First, I went to a high school named after a state governor. It was part of "Governors' Village" with a couple elementary schools and a middle school. During my time at this high school, I learned *zero* things about our namesake. I only knew he had been a state governor because of the overall branding of the schools. I was definitely never taught why he was chosen for the honor of having a school named after him. And I was never taught that besides being a governor of our state he was also a Confederate general.
The school district this past week, in response to a rising awareness of how we memorialize people from our country's history, specifically the Civil War, has decided to rename the high school.
Second, the college I attended had a dorm named after Jefferson Davis. It had a bust of Jefferson Davis in a prominent location on campus. While I was there, *15 years ago*, there were frequent conversations about the need to rename Davis Hall and remove the bust and other displayed memorabilia. Jefferson Davis, President of the Confederacy, was a student at Transylvania - not a graduate (he transferred to West Point). At some point it was determined that this small connection to the school was worthy of honoring with the naming of building. During my time at Transy, I was part of multiple conversations about the lack of diversity on campus including the ways the physical buildings on campus made it a hostile place for Black students, facility, and staff and the obvious racial disparities that existed between professors and administrators and lower paid staff such as food service and facility workers. To ask a Black student to live in a building named after an individual that loudly proclaimed they were less than human is absurd and cruel. Davis Hall was finally demolished in 2015 to make way for a new residence hall.
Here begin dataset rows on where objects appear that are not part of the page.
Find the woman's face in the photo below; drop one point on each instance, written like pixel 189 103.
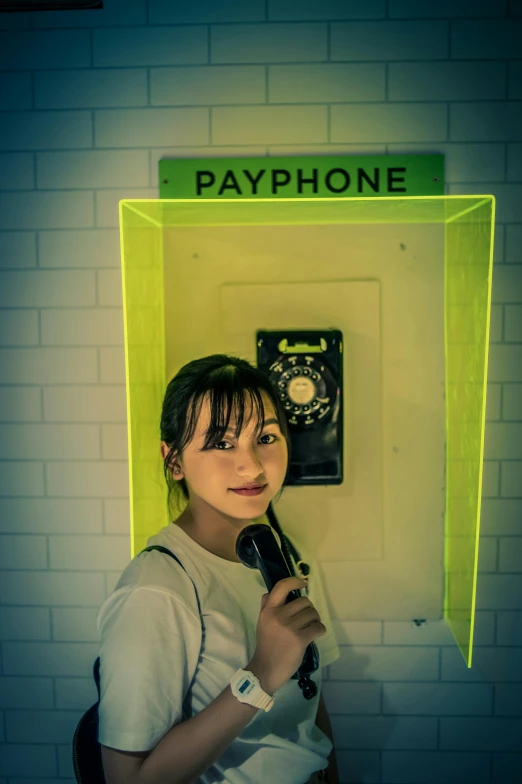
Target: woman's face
pixel 211 474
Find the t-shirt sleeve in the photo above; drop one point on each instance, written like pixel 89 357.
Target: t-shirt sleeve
pixel 150 645
pixel 327 645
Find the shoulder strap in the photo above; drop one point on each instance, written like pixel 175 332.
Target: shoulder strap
pixel 96 668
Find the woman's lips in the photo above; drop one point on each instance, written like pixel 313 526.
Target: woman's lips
pixel 252 492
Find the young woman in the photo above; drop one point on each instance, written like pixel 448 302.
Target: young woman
pixel 223 427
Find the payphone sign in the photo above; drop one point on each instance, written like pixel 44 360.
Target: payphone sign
pixel 301 177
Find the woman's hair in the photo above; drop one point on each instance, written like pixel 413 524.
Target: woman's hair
pixel 227 380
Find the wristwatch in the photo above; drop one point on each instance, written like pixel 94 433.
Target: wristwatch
pixel 246 688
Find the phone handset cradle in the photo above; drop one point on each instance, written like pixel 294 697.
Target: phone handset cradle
pixel 257 548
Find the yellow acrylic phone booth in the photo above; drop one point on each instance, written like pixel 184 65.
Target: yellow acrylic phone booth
pixel 408 281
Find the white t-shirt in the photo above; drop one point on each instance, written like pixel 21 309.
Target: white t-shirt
pixel 150 649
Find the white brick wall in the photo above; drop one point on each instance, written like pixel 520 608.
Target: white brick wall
pixel 89 102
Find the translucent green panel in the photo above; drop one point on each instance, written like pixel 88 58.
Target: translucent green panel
pixel 241 212
pixel 468 222
pixel 144 339
pixel 468 273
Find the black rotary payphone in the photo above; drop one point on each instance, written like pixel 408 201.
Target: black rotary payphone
pixel 305 366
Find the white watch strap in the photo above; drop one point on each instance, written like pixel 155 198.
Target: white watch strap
pixel 246 688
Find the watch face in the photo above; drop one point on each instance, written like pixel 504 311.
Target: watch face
pixel 244 685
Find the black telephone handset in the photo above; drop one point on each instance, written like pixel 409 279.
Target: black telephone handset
pixel 257 548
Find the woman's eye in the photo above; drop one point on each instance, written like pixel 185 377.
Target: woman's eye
pixel 267 435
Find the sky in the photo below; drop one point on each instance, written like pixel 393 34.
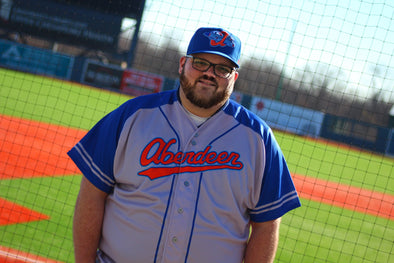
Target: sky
pixel 351 40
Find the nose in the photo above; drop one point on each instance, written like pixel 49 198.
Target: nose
pixel 210 71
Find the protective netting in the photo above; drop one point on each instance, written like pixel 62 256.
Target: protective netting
pixel 321 73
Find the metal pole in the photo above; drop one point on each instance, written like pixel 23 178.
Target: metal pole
pixel 280 84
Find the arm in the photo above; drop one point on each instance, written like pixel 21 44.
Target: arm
pixel 88 219
pixel 263 242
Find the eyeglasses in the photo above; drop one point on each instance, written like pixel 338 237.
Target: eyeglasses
pixel 203 65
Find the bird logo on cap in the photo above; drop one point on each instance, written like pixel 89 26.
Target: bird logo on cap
pixel 222 39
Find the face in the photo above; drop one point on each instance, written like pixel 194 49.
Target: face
pixel 205 89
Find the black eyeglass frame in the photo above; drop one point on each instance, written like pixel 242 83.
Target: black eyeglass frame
pixel 232 69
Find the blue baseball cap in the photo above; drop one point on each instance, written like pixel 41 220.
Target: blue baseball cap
pixel 215 41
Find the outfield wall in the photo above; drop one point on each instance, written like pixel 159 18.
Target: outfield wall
pixel 278 115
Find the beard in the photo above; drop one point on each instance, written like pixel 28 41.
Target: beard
pixel 190 88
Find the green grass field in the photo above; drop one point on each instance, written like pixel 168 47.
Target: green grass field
pixel 316 232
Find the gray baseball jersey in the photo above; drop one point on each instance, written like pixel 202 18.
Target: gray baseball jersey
pixel 178 192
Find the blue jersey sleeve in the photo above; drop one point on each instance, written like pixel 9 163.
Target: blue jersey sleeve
pixel 278 194
pixel 94 154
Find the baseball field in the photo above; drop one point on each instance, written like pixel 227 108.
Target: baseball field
pixel 347 194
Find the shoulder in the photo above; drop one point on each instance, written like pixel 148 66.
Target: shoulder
pixel 152 100
pixel 247 118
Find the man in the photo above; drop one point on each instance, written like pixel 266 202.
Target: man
pixel 180 176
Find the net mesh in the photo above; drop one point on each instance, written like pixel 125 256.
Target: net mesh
pixel 305 58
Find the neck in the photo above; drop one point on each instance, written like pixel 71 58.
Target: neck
pixel 198 111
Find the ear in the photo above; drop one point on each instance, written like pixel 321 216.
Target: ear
pixel 182 62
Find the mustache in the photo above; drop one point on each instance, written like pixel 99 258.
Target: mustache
pixel 205 77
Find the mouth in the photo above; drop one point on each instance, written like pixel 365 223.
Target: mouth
pixel 207 82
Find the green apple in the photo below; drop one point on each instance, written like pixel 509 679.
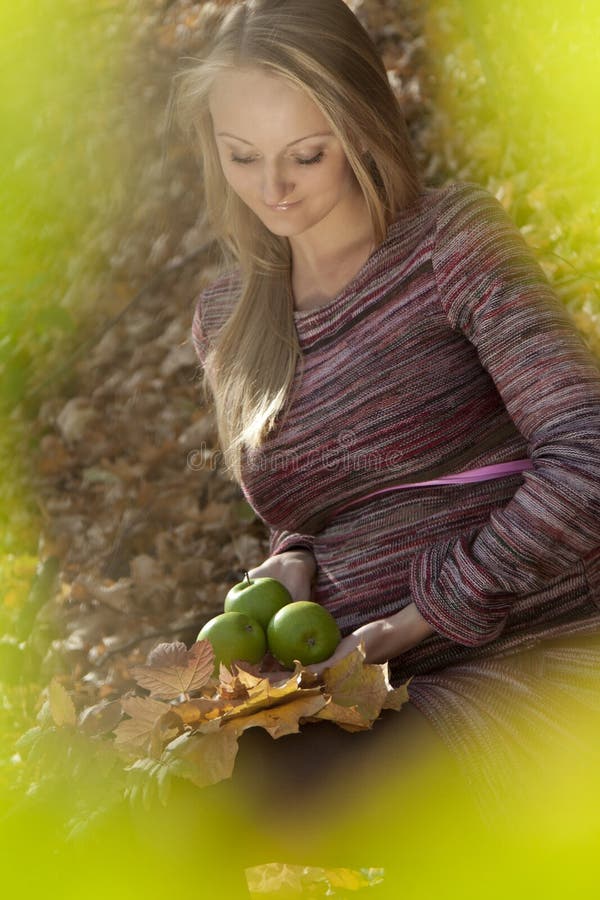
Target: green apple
pixel 234 635
pixel 303 630
pixel 259 598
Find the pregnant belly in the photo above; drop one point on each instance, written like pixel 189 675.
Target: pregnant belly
pixel 364 556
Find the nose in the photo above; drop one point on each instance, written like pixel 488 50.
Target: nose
pixel 275 187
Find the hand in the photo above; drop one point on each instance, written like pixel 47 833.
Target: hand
pixel 383 639
pixel 294 568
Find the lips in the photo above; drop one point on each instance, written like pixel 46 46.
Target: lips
pixel 283 206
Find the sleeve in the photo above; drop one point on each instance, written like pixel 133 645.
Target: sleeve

I share these stories for a reason. There are those who are outraged by the destruction of statues and monuments (and the retiring of certain brand mascots - but that's a separate post). Buildings are only different in that they are harder to tear down - but the purpose is the same - to honor and remember someone. The argument I am hearing is they are a part of our history and these statues and monuments help us remember that history.
Except I would argue they don't actually help us remember history. And often they are very bad at helping us remember history *accurately*. A statue tells us that someone is worthy of honor, of celebrating, of remembering. Often there is a plaque with a few words reminding us of some accomplishment or leadership role. One aspect of a person's life or role does not history make. It lacks context and depth. And the presence of these statues communicates something beyond "remember this history," it says "this is what we value."
No person is flawless, without mistakes or problematic beliefs, especially from the history of this country. But there is a pattern to the monuments that have been targeted for removal. Many have been part of long fought campaigns to remove them and possibly find more educational and context-filled places for them. Because normal channels have not been successful in removing racist statues, tearing down these signs of old worldviews have also become a way to signal a change in values, in priorities, in what we choose to lift up and remember. Removing them from our city squares lets us educate ourselves about the true impact of people like Christopher Columbus on Indigenous people and the sins of his worldview beyond what we are taught in many history books.
If we want the statues in our cities to really help us remember history, I suggest we advocate for more diversity in our monuments. Let us be intentional about the history we choose to lift up, to celebrate, to remember. And let us be more outraged by the unneeded loss of Black lives due to bias, unnecessary police violence, and an over-policing of Black neighborhoods than by the destruction of some marble or iron.
For more reading about the history of Confederate monuments and statues in particular, I suggest this NPR article from 2017 (when the violence in Charlottesville occurred) on why they were built.
To build Confederate statues, says Dailey, in public spaces, near government buildings, and especially in front of court houses, was a "power play" meant to intimidate those looking to come to the "seat of justice or the seat of the law."